I thought one of the benefits of living under Sharia law was that you were spared this kind of imagery in the popular press.

Peace balls

It is amazing what you can achieve with a choir of sweetly-singing students, a bell and a bag of branded footballs.

PRESS RELEASE
UNAMID Deputy Head of Mission Delivers a Peace Message to the People of Darfur: Encouraged by the Rising Winds of Peace

El Fasher, 21 September 2008 – The Principal Deputy Joint Special Representative of the African Union –United Nations Hybrid Operations in Darfur (PDJSR) Mr.
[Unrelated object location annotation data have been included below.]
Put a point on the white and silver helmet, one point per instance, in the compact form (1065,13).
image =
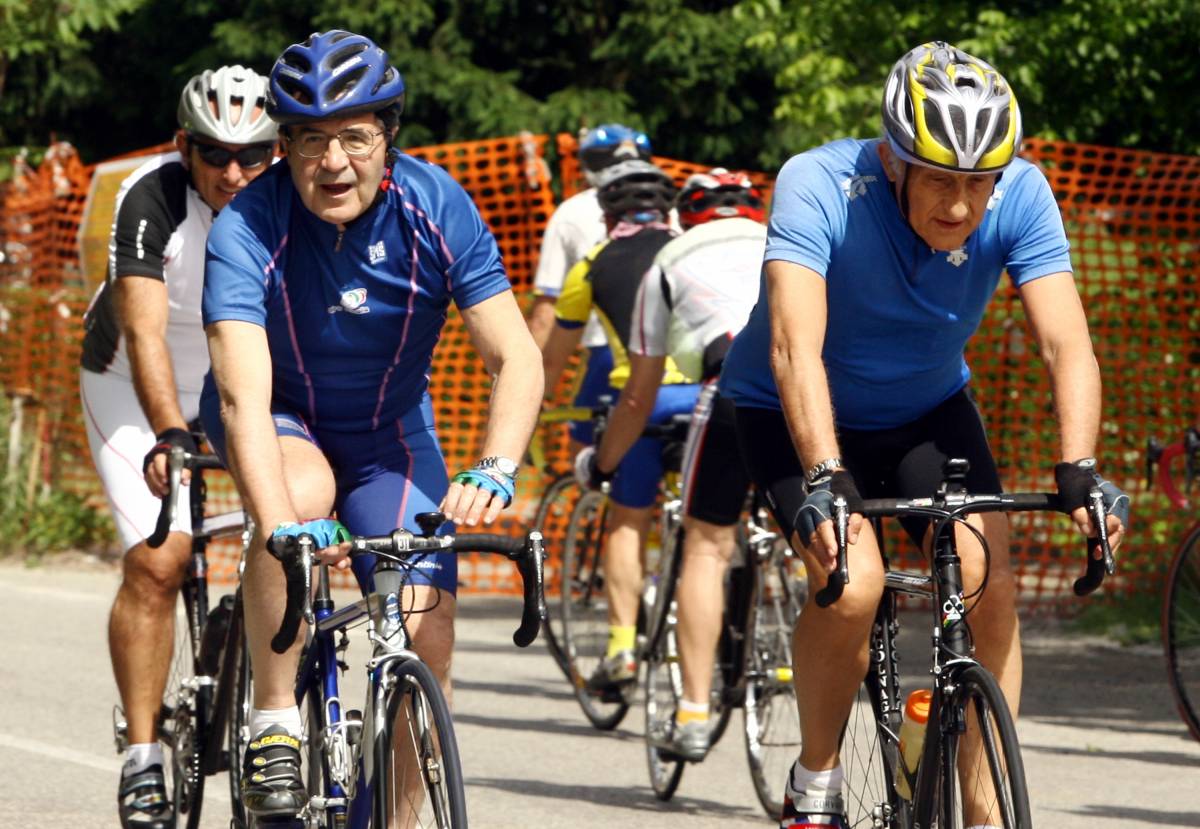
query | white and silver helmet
(948,109)
(222,89)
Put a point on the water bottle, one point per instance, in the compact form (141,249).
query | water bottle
(213,641)
(912,739)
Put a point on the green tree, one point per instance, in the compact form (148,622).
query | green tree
(45,64)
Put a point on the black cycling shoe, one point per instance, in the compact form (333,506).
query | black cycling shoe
(270,775)
(142,800)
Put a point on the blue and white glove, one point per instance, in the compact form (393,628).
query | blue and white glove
(817,508)
(586,473)
(324,532)
(489,479)
(1075,480)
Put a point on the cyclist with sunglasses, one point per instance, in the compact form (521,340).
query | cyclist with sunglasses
(144,358)
(576,227)
(325,290)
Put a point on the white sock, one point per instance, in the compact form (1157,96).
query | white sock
(141,756)
(815,784)
(263,719)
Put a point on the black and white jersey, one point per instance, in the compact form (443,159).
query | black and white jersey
(160,227)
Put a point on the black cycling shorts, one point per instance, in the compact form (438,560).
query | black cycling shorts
(714,479)
(901,462)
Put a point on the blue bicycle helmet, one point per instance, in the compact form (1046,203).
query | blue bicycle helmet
(604,145)
(333,74)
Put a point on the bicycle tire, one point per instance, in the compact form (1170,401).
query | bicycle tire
(427,730)
(771,718)
(1181,630)
(552,517)
(181,718)
(1008,803)
(663,684)
(585,611)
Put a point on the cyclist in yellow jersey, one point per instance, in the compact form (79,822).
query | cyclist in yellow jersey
(636,197)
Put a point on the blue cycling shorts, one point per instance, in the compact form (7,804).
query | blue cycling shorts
(384,478)
(636,482)
(592,388)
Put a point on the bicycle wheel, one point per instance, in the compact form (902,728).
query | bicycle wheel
(417,778)
(771,719)
(552,516)
(585,611)
(664,686)
(982,779)
(1181,630)
(183,718)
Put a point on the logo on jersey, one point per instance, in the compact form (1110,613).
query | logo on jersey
(856,186)
(353,301)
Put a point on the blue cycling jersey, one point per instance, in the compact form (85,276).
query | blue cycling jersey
(899,313)
(351,317)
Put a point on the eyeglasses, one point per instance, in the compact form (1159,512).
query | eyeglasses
(249,157)
(354,142)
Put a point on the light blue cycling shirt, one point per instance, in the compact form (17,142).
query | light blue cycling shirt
(352,317)
(899,313)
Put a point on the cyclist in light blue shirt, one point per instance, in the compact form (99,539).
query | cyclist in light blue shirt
(850,378)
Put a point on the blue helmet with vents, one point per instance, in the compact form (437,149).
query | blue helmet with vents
(333,74)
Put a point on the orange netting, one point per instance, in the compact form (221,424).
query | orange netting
(1134,224)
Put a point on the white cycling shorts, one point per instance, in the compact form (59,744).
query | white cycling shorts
(120,437)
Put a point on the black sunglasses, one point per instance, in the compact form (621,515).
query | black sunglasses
(249,157)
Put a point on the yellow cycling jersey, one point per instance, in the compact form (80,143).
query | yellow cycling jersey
(607,280)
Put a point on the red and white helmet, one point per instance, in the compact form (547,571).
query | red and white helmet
(719,194)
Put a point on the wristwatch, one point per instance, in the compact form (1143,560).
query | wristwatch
(499,463)
(822,469)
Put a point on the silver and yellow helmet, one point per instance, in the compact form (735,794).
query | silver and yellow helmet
(948,109)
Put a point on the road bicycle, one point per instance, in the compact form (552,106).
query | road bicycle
(1181,598)
(985,772)
(766,587)
(395,761)
(583,605)
(205,698)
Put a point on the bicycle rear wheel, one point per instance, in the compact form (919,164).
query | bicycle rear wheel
(183,719)
(417,778)
(771,719)
(1181,630)
(585,611)
(982,780)
(552,516)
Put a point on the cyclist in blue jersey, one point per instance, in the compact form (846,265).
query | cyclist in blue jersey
(881,257)
(327,286)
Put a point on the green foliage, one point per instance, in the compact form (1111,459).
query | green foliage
(39,518)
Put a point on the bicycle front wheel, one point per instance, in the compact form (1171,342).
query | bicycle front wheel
(1181,630)
(552,517)
(982,779)
(585,611)
(418,778)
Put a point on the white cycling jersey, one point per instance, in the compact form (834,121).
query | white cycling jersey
(575,228)
(699,294)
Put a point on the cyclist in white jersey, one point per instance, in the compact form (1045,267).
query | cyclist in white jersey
(143,364)
(691,302)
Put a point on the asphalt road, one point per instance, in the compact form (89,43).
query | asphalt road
(1102,743)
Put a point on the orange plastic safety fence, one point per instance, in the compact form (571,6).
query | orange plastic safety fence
(1134,224)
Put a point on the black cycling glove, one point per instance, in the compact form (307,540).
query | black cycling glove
(817,508)
(1075,480)
(168,439)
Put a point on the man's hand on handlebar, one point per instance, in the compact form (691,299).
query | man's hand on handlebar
(1075,481)
(154,464)
(814,518)
(331,539)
Henry Anyidoho expressed optimism about attainment of peace in Darfur.

Addressing the celebration in Al Fasher of this year’s International Day of Peace which took place at the State Legislative Council Hall, Anyidoho said “I can see the wind of peace blowing in this hall this morning, and I pray that it would take us to our destination”. He added that the sweet voices of students singing for peace in Darfur were a clear testimony of the advancement on the road to peace…

…He later distributed “Peace Balls” to all the schools invited, and also rang the peace bell to make UN commitment to the ideal of world peace heard far and wide, and to remind all that peace is a common desire for people everywhere.

Next stop Somalia and the Democratic Republic of the Congo.

Constant motion but no forward movement

Was re-reading some background papers on Sudan last night and came across this quote from commentator Alex de Waal:

“We must face the possibility of continued turbulence and paralysis in Sudan – a political process marked by constant motion but no forward movement.”

There has been lots of “motion” over the last year – everything from rebels racing across hundreds of miles of desert to attack Khartoum to peace envoys zipping across the world holding consultations and conferences. But very little, if anything, that counts as “movement”.